“This is what we have, and this is what we’re going to win with.” How to be a web developer, graphic designer, u/i research, sysadmin team, as one person.
- Plan and prioritize your site goals and organize your plan of attack accordingly.
- Version control is necessary (!) even as a one-person developer.
- Set realistic time milestones
- Accept and move on when you’re not PERFECT.
Notes: Cheap and easy U/I feedback. Buy a bunch of non-geek friends a pizza and watch them tear your site apart. Find the community in which you can ask/receive help … LUGS, Regional events, IRC.
Pitfalls for the solo web team include featurtis creep … feature curve -> too many features can actually diminish usability.
Observation: Finding it easier as a female to ask another female for help. RTFM issues. Discussion on gender hiding, yes, it happens for various reasons.
Some resources: drupalchix, phpwomen, .51, women who tech.
Multidisplinary approach draws from resources in other fields. Quick poll … how many came from a non-tech field into tech? Many. (Flosspols point of interest … acknowledge non-coding contributions as just as valuable as code contributions as a way on increasing diversity.)
KD personal path … came from art field and followed inclination into web development, and here she is.
Gender activitism in Ruby started with RubyCon in SF … presentation would have been different with 150 men/150 women as opposed to 292 men/6 women ration. Increasing gender diversity means changing the environment by changing the ratio.
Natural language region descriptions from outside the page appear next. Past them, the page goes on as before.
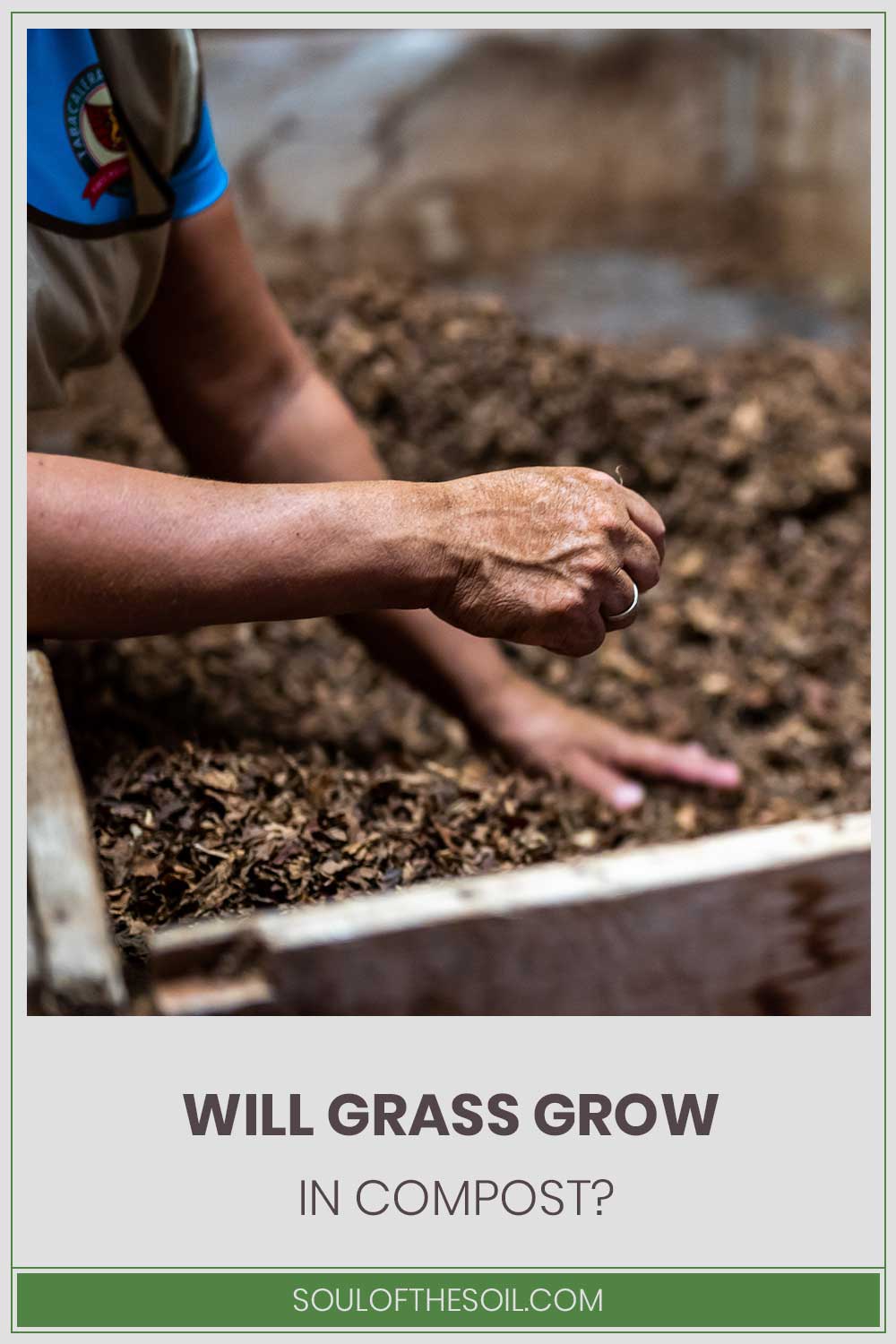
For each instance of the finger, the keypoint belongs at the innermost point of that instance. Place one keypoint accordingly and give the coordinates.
(573, 637)
(621, 793)
(640, 556)
(645, 516)
(689, 762)
(618, 593)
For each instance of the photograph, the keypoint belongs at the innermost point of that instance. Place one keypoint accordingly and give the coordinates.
(449, 488)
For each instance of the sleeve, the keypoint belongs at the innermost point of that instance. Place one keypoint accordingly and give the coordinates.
(201, 177)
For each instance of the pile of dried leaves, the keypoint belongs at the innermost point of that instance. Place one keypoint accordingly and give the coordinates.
(276, 763)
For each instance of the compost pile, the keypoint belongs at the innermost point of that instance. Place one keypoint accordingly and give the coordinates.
(268, 765)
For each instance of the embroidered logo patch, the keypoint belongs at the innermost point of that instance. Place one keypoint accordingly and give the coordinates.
(96, 136)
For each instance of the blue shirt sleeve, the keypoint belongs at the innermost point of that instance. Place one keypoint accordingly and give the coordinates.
(202, 179)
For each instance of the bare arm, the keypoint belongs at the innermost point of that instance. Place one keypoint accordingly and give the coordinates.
(116, 551)
(536, 556)
(241, 397)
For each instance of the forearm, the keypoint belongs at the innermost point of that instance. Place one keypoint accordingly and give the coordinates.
(314, 435)
(116, 551)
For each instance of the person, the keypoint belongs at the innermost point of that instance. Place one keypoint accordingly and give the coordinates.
(134, 244)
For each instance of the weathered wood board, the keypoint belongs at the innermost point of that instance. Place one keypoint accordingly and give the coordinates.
(774, 919)
(73, 962)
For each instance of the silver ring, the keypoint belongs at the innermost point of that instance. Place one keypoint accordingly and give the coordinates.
(621, 616)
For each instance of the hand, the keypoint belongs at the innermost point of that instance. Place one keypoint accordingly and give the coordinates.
(538, 730)
(544, 556)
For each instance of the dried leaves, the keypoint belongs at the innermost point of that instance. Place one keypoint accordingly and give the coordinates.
(274, 763)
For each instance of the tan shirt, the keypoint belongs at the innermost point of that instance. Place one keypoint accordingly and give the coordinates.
(89, 285)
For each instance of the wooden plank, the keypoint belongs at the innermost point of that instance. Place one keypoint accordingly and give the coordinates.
(75, 967)
(770, 919)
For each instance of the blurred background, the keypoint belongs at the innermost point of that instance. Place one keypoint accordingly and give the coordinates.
(697, 185)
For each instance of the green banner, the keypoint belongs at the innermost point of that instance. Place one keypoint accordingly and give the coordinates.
(455, 1300)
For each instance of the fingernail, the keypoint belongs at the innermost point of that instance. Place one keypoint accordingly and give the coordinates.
(627, 796)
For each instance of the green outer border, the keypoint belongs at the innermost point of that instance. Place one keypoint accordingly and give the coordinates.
(13, 1330)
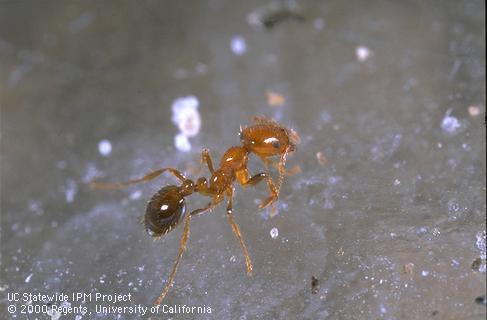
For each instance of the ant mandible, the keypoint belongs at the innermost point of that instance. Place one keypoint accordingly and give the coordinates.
(167, 208)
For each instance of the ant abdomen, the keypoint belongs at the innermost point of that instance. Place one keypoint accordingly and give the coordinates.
(164, 211)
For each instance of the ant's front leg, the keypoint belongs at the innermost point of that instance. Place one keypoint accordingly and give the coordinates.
(244, 179)
(205, 157)
(147, 177)
(236, 231)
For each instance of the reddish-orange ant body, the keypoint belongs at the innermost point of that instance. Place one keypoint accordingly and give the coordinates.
(167, 208)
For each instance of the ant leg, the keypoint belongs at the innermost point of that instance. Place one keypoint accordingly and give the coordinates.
(182, 248)
(236, 231)
(205, 157)
(245, 180)
(147, 177)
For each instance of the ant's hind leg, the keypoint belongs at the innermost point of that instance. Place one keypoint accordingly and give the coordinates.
(182, 248)
(236, 231)
(147, 177)
(206, 158)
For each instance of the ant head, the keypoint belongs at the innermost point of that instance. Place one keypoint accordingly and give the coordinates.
(165, 211)
(187, 188)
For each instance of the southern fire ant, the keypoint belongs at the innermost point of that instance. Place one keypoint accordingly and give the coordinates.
(167, 208)
(267, 138)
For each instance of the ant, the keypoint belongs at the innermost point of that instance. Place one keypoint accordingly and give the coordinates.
(167, 207)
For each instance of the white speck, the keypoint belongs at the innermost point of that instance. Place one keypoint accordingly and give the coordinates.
(61, 164)
(181, 73)
(319, 24)
(363, 53)
(27, 280)
(453, 205)
(70, 191)
(186, 116)
(201, 69)
(105, 147)
(182, 143)
(135, 195)
(238, 45)
(450, 124)
(334, 179)
(474, 111)
(274, 233)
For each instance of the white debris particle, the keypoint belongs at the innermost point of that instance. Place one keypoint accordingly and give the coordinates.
(27, 280)
(182, 143)
(238, 45)
(61, 164)
(274, 233)
(70, 190)
(201, 69)
(363, 53)
(186, 116)
(105, 147)
(450, 124)
(481, 245)
(474, 111)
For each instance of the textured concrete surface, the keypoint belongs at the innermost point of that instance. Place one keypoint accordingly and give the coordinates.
(389, 221)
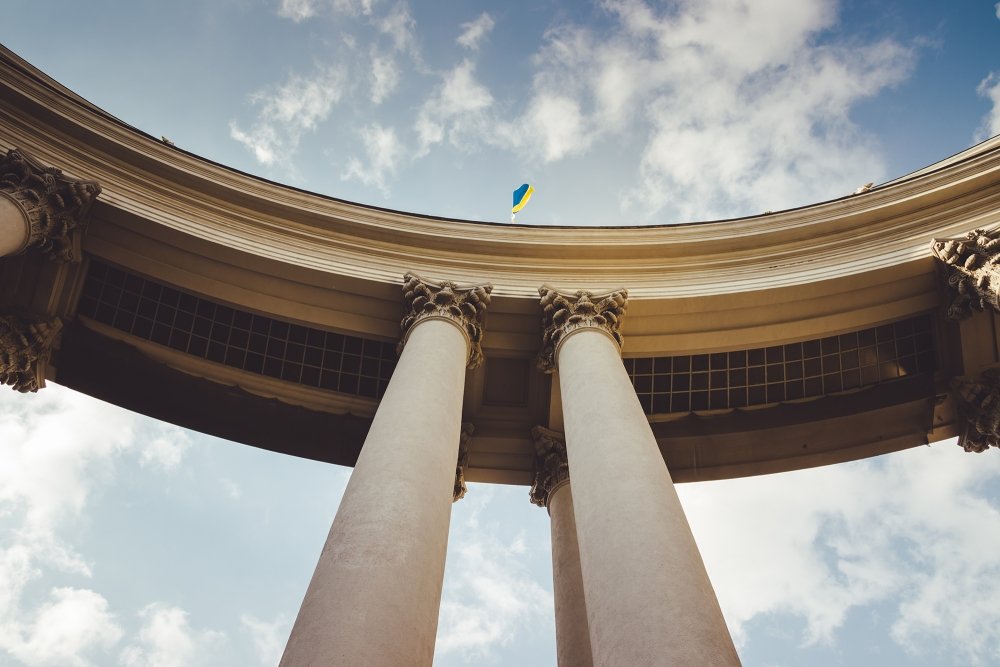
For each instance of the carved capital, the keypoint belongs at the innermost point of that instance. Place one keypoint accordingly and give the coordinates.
(25, 346)
(56, 206)
(564, 312)
(978, 403)
(465, 306)
(551, 467)
(463, 460)
(970, 271)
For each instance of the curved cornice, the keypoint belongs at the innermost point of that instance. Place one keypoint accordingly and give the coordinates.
(146, 178)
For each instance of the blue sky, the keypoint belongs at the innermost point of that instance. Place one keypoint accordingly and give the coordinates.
(129, 542)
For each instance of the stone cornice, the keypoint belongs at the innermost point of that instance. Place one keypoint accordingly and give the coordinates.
(978, 404)
(25, 346)
(566, 312)
(145, 178)
(551, 466)
(56, 206)
(969, 265)
(443, 299)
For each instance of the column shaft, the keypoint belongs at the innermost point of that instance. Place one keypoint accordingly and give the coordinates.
(649, 599)
(374, 597)
(572, 629)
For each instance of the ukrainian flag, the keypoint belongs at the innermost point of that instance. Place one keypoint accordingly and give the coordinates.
(521, 197)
1 year ago 2% women, this year 18%, target 50%
Process in Ruby community: Set goals, Do events, Cultivate people. All three necessary, most just focus on ‘Do Events’. Important to work on attainable goals, i.e, increase participation for monthly meetings. Picked specific target, 1) women who were not programmers, but worked at companies who were tech focused, and tech women who have been out of the workforce for a period of time and were looking to update skill sets.
Logistics tips: Offer childcare. Technical women are more likely to have a technical spouse (Anita Borg Inst statistic) and would be likely to attend same events. Just the fact that it’s offered sends positive message -> low cost high signal message. Social component important … after party incorporates women into wider community.
Visibility -> put name on events makes a difference, contribute to mailing lists, and do talks.
Expected outcome: After year more women have attended monthly meetups, and more women at events.
Unexpected outcome: mailing list activity has picked up with more signal than noise., more interesting talks, more women giving talks, and MEN are feeling more comfortable in not knowing everything. (Guess not wanting to appear ‘dumb’ is one of those universal traits , and events have become more newbie friendly.
Pretty In Print
Associate Publisher, Linux New Media
10 Tips for Getting Published
1. Don’t be afraid!
2. Writing samples optional
3. Know your topic
4. Know your publication
5. Know your editor
“Don’t try to be clever. You use Linux so you already are clever. Write about the trivial things . . .”
“Revise, Revise, Revise!” –Rikki Kite
7. Submit . . . & wait
8. Be clear on compensation
9. Know your rights
“Review your freelance agreement carefully.” –Carla Schroder
Rikki Kite gave a beautiful and concise talk and actually intended this topic as a lightning talk, so it was quick but very informative.